Трехэтажная вилла имела вид небольшого замка. Белый фасад. Белые ставни.

— Сейчас я вам все покажу, — сказал Ландо.

Пока он шарил по карманам в поисках ключа, Итало посмотрел в сторону парка. Трава была такого же цвета, как и сукно стола рулетки. Он вспомнил Анджелу: вот место, которое ей бы понравилось! Она часто ему говорила, что для счастья ей достаточно клумбы с цветами, нескольких деревьев и много свободного времени.

— А я? Для меня есть место в твоей программе?

Вместо ответа она улыбнулась, прижалась к нему всем телом и поцеловала в мочку уха. Как только он разгребет все это дерьмо, он обязательно свозит ее на Сицилию.

— Прошу! — торжественным голосом сказал Ландо.

Вольпоне вошел в холл, украшенный светильниками и многочисленными картинами, на которые никто никогда не обращает внимания: портреты предков в боевых доспехах или грандиозные батальные сцены. Анджела как-то пообещала ему, что объяснит, в чем заключается прелесть этих заплесневелых «бутербродов». Он открыл дверь и вошел в огромную гостиную, окна которой выходили на лужайку.

— Сколько комнат?

— Точно не помню, — ответил Ландо, — тринадцать или четырнадцать…

Вольпоне нахмурился.

— Тринадцать?

— Может, больше, может, меньше…

— Пересчитай и возвращайся! Телефон работает?

— Да.

— Где он?

Ландо показал ему на старинный низкий столик.

— Второй аппарат находится в вашей спальне.

— В моей спальне? Ты уже успел выбрать?

— Самая красивая, — искренне сказал Ландо.

Небрежным жестом руки Итало спровадил его. Баретто, конечно, проявлял себя послушным и полезным, но был сутенером, что очень не нравилось Итало. По неясным причинам у Малыша Вольпоне сутенеры вызывали тошноту, несмотря на то что проституция была одной из статей дохода «семьи» Вольпоне.

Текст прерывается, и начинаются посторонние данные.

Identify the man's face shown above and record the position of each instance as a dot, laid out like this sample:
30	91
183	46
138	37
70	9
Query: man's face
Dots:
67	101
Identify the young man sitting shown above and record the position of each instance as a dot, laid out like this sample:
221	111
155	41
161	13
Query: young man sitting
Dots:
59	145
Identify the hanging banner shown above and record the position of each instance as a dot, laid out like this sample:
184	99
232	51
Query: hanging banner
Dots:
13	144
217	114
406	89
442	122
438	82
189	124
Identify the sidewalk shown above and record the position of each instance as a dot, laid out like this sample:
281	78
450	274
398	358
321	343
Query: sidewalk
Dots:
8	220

Но там она была поставлена на поток, казалась чем-то абстрактным, где женщин, как скот, считали по количеству голов.

Что бы там ни было, но именно благодаря негритянке Ландо Хомер Клоппе потерял свое лицо и самое для себя важное: уважение в обществе.

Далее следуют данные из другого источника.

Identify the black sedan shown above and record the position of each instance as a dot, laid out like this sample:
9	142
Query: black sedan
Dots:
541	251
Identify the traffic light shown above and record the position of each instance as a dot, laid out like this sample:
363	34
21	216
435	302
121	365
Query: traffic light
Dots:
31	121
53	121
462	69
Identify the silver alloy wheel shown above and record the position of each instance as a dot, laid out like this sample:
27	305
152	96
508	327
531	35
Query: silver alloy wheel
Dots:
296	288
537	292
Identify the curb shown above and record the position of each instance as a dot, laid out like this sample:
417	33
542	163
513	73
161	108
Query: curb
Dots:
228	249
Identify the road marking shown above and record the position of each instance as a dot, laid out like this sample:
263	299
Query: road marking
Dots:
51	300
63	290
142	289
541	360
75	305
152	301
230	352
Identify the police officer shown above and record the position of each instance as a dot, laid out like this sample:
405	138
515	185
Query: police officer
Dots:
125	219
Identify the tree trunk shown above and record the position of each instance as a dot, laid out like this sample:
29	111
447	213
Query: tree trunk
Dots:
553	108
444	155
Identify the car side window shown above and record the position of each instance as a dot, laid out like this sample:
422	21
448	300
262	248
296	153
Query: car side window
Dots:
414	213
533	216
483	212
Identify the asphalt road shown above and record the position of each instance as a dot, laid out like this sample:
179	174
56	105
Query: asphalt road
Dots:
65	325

И это было только начало. Вольпоне продумал трехэтажную комбинацию, чтобы сломить сопротивление банкира: вначале — уважение; затем — его личность и наконец — его семья.

Итало с грустью посмотрел на телефон. Он собирался сообщить Юдельману то, что до сих пор скрывал: весть о смерти О’Бройна. Моше неоднократно сглаживал углы разногласий Итало и Дженцо, всегда приводил их к примирению.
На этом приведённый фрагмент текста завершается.